Co-founder and CTO of Quick Left, Sam Breed sits down with me to discuss how to control code debt, how he chooses which technology to work with, and which not to, and how speaking at conferences can be an excellent way to get out in the community and meet future clients and hires.

Sam Co-Founded Quick Left in 2009 with Ingrid Alongi as a service based company focusing on providing excellent service to funded startups. As of January 28th, Quick Left merged with Sprintly, adding a SaaS management platform product for software development to their service-based business and added two new locations in Portland and San Francisco.
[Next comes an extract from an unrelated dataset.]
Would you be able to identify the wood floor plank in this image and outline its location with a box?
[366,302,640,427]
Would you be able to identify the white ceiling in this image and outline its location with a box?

After touring us around their green nature inspired office in the center of Boulder, Colorado, just off of Pearl Street, we sat down to talk about how Sam’s journey developer to CTO, and how he keeps Quick Left on top of the latest technologies.

You can find more information about Sam Breed and Quick Left by visiting their blog, and following them on Facebook and Twitter.

Video Transcript

Brent: I’m Brent Weaver, and you’re watching uGurus, the must-watch web series to become a more profitable and in-demand web professional. Today, I’m in Boulder, Colorado, with Quick Left’s CTO and cofounder, Sam Breed. Welcome to the program.

Sam: How are you doing?

Brent: Sam, what’s your background?

Sam: I’ve been doing web development pretty much since I was 10 years old. I started with Geocities and Angelfire pages in the late ’90s and then stopped for a while. I actually moved out here to Colorado to go to film school at CU.

After a couple years of that, I dropped out and from there, started freelancing, doing freelance web development — WordPress, web design, PHP development — and then ultimately got into doing JavaScript dev. That’s when I came onto Quick Left in early 2009.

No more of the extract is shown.